By STAN CHOE
NEW YORK (AP) — Wall Street’s big two-day rally stalled on Thursday as oil prices climbed back above $100 a barrel and increased pressure on inflation again.
The S&P 500 oscillated between small gains and losses in early trading, having jumped more than 2% on each of the previous two days for its best consecutive performance in nearly two years. It was 0.1% higher at 10:02 a.m. Eastern Time. The Dow Jones Industrial Average rose 21 points, or 0.1%, to 34,084, and the Nasdaq composite rose 0.3%.
These are the latest swings in markets as investors struggle to handicap what will happen to the economy and global inflation already high due to Russia’s invasion of Ukraine, higher interest rates highs from central banks around the world and renewed concerns about COVID-19 in various hotspots. .
A barrel of U.S. crude jumped 7.1% to $101.90, while Brent, the international standard, jumped 7.7% to $105.59 a barrel. These movements have become the norm recently, as prices have crashed due to uncertainties regarding both oil supply and demand. A barrel of US crude fell from $130 at the start of last week to nearly $94 on Wednesday.
Snatches of news about the state of negotiations between Russia and Ukraine have caused many sharp reversals. Similarly, there have been recent concerns about economic shutdowns in China due to the surge in COVID-19 infections, which could affect energy demand.
On Thursday, the Chinese government said businesses in Shenzhen, a major business hub, will be allowed to reopen as efforts to contain coronavirus outbreaks progress. Their earlier shutdowns had rattled financial markets. This followed a promise made on Wednesday to “invigorate the economy” with market-friendly policies.
The Hang Seng stock index in Hong Kong, neighboring Shenzhen, jumped 7% to continue its frantic run. Earlier this week, it went from a 5% decline to a 5.7% plunge to a 9.1% rise.
All of the wild moves come amid uncertainty about whether the economy is headed for a painful combination of stagnant growth and persistently high inflation.
Behind it all, the Federal Reserve and other central banks are trying to slow the economy enough to quell high inflation, but not so much as to cause a recession. The Bank of England was one of the most aggressive and on Thursday raised its key rate for the third time since December. A day earlier, the Fed raised its key rate for the first time since 2018.
It’s a delicate dance, and the surge in US stock prices on Wednesday seems to indicate that some investors see it succeeding.
“Far from stifling growth, the start of the Fed’s tightening cycle appears to have been warmly welcomed,” ING’s Chris Turner and Francesco Pesole said in a report. “Investors applaud measures to deal with high inflation.”

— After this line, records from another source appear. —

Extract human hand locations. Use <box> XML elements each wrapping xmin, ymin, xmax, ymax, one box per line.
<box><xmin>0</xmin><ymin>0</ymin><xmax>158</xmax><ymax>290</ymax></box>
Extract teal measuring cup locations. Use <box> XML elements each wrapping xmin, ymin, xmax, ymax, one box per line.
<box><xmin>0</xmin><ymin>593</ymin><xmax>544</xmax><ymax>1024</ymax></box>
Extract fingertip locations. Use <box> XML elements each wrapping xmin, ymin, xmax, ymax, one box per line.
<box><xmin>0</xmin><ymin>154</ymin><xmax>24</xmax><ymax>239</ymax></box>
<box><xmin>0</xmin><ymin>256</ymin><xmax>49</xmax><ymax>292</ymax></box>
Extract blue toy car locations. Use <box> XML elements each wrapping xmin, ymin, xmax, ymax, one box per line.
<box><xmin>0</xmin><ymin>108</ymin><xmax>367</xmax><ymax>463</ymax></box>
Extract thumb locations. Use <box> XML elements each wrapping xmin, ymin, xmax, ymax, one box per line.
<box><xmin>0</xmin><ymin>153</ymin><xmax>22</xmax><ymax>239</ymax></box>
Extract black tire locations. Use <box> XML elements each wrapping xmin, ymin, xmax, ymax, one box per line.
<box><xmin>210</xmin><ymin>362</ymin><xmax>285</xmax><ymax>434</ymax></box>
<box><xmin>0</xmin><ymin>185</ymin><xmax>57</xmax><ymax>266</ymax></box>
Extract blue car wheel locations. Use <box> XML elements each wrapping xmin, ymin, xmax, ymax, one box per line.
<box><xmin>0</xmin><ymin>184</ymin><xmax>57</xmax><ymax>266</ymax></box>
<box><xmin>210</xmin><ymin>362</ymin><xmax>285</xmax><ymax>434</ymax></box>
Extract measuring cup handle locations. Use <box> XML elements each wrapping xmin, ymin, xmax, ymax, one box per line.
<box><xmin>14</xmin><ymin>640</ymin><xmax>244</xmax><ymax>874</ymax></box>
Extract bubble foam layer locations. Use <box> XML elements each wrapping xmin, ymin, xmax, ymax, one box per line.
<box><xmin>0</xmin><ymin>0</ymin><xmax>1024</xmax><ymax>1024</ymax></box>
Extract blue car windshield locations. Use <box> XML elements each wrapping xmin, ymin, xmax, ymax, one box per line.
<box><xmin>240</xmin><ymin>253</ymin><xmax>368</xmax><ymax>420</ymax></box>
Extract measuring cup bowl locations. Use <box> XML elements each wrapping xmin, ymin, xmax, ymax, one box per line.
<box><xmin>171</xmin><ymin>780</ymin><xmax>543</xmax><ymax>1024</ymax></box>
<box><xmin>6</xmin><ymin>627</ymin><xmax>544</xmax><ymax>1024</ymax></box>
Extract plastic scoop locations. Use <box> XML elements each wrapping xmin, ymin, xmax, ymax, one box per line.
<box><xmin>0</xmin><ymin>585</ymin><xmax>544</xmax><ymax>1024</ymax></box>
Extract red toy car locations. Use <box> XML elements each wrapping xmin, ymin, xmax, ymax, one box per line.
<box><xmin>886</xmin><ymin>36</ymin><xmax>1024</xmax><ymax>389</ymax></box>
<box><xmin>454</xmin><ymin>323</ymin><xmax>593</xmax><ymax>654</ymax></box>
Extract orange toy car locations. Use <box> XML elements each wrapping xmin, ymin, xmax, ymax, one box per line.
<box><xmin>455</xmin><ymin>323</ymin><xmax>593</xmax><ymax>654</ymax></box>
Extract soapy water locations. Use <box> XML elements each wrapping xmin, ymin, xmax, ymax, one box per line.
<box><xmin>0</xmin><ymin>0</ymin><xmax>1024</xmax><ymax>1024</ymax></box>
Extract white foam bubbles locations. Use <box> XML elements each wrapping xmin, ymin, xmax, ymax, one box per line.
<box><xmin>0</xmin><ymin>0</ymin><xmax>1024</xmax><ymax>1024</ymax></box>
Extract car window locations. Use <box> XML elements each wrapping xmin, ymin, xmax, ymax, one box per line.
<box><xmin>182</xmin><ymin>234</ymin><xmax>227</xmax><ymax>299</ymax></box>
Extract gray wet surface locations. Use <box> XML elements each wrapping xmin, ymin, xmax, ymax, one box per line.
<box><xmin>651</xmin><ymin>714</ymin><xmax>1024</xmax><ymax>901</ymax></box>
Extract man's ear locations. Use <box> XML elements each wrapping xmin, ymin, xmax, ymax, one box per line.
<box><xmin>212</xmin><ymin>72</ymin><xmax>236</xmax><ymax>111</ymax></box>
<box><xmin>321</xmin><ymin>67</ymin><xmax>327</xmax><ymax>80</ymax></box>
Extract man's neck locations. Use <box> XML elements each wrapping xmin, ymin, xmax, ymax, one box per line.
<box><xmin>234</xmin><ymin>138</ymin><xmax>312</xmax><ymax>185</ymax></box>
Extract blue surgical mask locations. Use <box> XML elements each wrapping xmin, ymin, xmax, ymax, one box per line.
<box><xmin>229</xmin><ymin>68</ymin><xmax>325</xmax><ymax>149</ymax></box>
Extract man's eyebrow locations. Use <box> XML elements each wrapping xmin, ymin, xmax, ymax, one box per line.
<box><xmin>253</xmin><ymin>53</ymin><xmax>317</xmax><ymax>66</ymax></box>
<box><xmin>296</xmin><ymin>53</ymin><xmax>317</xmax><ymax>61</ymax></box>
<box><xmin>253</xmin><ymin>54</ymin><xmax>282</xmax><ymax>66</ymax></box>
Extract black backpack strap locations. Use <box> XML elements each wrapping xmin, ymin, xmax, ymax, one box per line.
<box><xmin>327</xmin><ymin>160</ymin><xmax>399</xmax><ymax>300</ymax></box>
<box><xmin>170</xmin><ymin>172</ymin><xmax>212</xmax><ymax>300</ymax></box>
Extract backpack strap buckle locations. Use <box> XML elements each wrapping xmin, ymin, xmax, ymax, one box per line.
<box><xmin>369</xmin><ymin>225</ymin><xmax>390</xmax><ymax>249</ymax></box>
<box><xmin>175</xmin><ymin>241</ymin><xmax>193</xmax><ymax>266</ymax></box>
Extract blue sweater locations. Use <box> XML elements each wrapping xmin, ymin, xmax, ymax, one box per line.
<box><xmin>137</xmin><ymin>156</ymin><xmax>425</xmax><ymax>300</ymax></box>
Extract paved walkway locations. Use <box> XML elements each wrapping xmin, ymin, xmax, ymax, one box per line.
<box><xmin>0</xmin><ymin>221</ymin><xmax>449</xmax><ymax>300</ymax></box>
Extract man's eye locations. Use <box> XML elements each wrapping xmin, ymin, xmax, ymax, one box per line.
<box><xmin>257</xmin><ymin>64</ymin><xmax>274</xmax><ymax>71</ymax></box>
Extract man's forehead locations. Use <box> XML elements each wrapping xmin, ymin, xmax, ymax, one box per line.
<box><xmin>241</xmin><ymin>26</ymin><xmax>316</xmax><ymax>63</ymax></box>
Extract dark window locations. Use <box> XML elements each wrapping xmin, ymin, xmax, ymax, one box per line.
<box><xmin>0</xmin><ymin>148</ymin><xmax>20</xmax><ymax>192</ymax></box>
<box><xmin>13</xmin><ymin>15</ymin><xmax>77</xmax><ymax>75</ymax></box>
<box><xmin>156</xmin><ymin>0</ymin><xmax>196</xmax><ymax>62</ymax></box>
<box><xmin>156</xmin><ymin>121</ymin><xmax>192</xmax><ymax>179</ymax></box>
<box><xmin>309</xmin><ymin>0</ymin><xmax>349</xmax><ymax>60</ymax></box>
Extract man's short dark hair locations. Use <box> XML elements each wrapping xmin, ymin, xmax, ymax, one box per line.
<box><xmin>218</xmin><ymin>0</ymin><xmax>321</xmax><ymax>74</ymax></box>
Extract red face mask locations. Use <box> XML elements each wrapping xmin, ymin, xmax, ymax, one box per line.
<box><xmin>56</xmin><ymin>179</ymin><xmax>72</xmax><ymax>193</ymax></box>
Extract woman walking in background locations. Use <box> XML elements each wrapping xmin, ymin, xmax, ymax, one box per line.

A flurry of better-than-expected reports on the US economy on Thursday may also have helped. Fewer workers filed for unemployment last week and builders broke more homes last month than economists expected. A third report, meanwhile, showed manufacturing in the mid-Atlantic region was stronger than expected. That potentially allayed some of the concerns of an earlier report that showed the weakest activity in New York state since the pandemic began.
Treasury yields were mixed. The 10-year Treasury yield fell to 2.17% from 2.19% on Wednesday night.
AP Business Writer Joe McDonald contributed.